Alexandre Baumann : Cette réflexion part d’un constat perturbant : de nombreux militants desservent directement la cause qu’ils prétendent défendre et, pire, ressemblent beaucoup à ceux qu’ils prétendent combattre. Par exemple, les livres d’Alice Coffin et d’Eric Zemmour ont en commun des éléments fondamentaux sexistes. Plus généralement, les partis se revendiquant de l’écologie sont sans doute les plus nocifs pour l’environnement (notamment avec leurs positions anti-OGM et antinucléaires). Comment l’expliquer ?

C’est là que j’ai découvert la problématique de l’économie du militantisme.

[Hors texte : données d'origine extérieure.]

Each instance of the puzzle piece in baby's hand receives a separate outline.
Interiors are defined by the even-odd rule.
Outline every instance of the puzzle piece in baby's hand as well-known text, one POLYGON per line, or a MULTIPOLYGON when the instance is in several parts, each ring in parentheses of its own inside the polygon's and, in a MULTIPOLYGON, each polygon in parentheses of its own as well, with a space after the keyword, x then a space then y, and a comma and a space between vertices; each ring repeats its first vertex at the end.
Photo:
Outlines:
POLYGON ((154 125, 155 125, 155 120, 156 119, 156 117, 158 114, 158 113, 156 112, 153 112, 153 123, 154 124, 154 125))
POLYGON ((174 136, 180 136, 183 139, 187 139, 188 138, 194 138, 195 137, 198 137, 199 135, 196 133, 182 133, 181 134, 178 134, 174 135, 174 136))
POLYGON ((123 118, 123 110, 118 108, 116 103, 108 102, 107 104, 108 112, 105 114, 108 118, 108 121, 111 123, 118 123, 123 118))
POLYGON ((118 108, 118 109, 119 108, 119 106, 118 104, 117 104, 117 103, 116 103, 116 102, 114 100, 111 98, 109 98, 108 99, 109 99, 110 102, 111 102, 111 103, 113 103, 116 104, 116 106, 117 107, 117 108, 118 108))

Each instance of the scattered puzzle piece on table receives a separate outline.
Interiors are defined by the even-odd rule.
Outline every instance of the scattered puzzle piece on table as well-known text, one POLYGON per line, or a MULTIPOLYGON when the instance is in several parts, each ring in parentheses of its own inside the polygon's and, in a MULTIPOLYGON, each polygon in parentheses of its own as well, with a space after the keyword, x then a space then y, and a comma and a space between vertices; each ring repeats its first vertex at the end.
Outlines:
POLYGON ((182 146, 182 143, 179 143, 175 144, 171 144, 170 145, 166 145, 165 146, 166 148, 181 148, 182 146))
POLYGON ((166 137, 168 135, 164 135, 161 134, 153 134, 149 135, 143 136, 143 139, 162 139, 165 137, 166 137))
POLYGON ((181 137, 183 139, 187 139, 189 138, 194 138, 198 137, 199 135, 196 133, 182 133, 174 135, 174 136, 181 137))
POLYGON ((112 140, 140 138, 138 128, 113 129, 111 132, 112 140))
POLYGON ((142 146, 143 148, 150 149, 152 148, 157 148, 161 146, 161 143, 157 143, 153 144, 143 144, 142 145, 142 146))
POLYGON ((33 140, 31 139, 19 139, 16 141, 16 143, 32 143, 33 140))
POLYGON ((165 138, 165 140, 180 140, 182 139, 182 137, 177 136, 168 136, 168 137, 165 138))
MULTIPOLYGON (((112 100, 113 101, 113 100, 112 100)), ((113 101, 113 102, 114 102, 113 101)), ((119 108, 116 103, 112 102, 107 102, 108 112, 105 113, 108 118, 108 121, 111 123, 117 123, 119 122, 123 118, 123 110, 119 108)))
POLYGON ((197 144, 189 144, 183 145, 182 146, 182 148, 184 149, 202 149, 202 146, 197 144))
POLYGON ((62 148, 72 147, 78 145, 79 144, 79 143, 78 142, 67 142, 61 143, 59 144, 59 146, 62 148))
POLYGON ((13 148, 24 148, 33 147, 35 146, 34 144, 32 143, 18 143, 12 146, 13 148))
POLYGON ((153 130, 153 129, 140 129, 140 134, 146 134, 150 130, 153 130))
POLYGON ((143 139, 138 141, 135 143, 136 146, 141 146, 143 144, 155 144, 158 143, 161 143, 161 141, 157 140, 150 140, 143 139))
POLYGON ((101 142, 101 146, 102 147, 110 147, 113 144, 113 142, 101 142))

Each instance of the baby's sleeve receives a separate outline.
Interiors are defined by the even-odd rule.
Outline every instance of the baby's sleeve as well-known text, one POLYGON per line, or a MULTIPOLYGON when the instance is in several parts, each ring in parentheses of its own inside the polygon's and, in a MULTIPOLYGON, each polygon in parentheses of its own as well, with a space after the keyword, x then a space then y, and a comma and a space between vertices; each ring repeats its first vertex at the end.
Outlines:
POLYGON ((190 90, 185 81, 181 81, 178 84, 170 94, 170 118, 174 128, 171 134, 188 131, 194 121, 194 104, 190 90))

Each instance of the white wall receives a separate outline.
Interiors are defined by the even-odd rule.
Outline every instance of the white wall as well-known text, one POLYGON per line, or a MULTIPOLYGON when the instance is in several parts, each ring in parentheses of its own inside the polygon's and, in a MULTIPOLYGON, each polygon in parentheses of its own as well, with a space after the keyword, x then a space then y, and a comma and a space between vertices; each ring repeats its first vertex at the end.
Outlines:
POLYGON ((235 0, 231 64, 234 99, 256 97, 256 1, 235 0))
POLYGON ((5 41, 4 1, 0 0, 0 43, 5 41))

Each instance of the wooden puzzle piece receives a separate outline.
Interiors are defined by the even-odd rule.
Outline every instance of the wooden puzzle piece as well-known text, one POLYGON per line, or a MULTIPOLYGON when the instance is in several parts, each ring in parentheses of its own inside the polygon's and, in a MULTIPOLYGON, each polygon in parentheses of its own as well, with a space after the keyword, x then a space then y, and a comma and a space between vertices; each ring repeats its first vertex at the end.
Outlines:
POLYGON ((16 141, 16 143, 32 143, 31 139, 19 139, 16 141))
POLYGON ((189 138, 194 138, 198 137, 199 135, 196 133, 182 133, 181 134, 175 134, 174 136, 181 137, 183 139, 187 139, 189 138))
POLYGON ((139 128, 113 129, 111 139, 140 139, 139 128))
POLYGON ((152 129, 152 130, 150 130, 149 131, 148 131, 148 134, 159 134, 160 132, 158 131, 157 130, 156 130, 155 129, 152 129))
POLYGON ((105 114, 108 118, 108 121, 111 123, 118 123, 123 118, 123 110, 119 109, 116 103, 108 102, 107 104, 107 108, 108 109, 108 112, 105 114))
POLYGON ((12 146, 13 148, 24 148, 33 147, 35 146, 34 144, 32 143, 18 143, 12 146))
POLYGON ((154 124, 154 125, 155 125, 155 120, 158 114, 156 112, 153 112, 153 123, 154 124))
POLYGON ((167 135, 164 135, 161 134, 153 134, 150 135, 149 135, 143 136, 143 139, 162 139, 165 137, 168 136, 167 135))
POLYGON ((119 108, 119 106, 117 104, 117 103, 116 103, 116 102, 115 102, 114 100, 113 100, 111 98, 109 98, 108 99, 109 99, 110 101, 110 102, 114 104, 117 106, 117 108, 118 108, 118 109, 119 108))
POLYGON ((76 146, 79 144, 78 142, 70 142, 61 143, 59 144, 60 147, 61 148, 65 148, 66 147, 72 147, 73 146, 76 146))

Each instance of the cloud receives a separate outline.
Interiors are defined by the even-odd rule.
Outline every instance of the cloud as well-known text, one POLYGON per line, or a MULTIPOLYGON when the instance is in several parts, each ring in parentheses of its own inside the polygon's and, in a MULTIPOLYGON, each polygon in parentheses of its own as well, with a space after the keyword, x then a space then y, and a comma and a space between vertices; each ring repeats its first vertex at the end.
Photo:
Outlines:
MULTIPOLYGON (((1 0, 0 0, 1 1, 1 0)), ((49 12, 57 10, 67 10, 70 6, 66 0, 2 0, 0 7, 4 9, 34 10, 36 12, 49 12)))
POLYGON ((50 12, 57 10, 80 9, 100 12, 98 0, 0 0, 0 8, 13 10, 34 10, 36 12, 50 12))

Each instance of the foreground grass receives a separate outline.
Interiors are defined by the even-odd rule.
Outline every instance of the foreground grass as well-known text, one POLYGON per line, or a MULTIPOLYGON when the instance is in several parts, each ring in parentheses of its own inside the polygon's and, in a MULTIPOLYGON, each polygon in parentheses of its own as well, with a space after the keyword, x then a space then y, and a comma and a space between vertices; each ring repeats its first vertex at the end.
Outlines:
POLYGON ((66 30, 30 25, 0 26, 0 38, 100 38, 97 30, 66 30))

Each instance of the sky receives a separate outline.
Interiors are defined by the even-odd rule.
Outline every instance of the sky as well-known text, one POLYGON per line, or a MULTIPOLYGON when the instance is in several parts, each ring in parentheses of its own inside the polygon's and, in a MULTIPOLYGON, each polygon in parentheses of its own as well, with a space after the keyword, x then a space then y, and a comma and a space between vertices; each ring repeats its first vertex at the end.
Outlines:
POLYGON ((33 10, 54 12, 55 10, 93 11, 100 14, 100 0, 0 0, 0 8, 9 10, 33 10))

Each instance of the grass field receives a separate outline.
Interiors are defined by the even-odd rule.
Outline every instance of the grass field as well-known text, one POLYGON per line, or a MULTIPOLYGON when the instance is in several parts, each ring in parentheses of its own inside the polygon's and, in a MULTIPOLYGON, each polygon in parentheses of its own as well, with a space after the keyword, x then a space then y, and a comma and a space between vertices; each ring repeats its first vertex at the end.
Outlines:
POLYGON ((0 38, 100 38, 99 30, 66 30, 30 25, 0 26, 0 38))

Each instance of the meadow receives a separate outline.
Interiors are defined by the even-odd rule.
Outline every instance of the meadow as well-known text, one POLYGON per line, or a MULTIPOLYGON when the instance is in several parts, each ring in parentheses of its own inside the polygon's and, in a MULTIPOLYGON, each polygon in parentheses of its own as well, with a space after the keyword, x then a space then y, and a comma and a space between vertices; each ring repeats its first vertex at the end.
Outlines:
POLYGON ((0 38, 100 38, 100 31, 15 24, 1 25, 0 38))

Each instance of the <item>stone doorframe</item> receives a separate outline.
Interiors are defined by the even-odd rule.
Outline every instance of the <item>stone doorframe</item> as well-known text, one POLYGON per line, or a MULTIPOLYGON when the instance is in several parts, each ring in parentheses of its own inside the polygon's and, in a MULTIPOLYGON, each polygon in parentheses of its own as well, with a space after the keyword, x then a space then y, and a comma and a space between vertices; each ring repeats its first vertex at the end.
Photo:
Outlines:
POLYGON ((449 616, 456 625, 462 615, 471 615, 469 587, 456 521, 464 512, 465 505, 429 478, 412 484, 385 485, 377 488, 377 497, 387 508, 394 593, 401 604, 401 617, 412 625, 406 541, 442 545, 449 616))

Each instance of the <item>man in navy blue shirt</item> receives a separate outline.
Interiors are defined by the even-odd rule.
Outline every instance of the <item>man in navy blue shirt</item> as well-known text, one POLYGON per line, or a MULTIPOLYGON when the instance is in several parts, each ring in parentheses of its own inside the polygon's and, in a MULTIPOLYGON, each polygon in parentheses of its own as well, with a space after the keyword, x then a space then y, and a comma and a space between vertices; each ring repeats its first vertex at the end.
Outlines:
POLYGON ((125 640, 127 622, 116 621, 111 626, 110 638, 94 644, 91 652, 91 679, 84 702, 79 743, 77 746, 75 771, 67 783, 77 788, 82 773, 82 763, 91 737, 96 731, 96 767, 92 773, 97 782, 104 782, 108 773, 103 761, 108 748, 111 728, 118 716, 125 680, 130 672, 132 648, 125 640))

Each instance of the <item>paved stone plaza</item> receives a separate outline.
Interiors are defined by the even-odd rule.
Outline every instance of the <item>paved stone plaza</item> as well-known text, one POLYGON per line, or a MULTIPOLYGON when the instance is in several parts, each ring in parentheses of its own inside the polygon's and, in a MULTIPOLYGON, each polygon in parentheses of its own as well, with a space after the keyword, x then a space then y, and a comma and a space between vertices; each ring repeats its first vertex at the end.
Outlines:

On croit souvent que le militantisme a tendance à être désintéressé. En réalité, il y a toute une économie derrière. D’abord, sur le plan financier, il y a d’autres intérêts que les rémunérations de mandats : l’image et l’audience sont aussi monétisables (ex : les dons pour les ONG). Ensuite, il y a de nombreuses rétributions non-financières, notamment sur le plan psycho-social : le militantisme peut apporter une aura, un prestige social et même une famille. Sur un plan plus individuel, le simple fait de résoudre une dissonance cognitive (ex : je me sens responsable des problèmes dans le monde // je ne peux rien y faire) est une incitation importante. C’est globalement la thématique, développée en sociologie depuis Daniel Gaxie (1977), des rétributions du militantisme.

Cette économie ne veut pas dire que le militantisme serait par nature mauvais. Néanmoins il y a plusieurs mécaniques qui lui donnent une toxicité « naturelle », qui n’est compensée que par l’intégrité des acteurs. Plus il y a d’individus sans vergogne, plus le débat va tourner à la foire d’empoigne. Pour eux, les mauvais ennemis sont les meilleurs alliés. Ainsi, les climatosceptiques sont les meilleurs alliés des pseudo-écologistes : ils peuvent chacun dire « regardes le camp d’en face, comme il est mauvais, nous sommes contre eux, donc nous sommes meilleurs ». Plus ces mécaniques prennent d’importance, plus la voix des acteurs neutres est étouffée, plus le débat se résume à une lutte de pouvoir.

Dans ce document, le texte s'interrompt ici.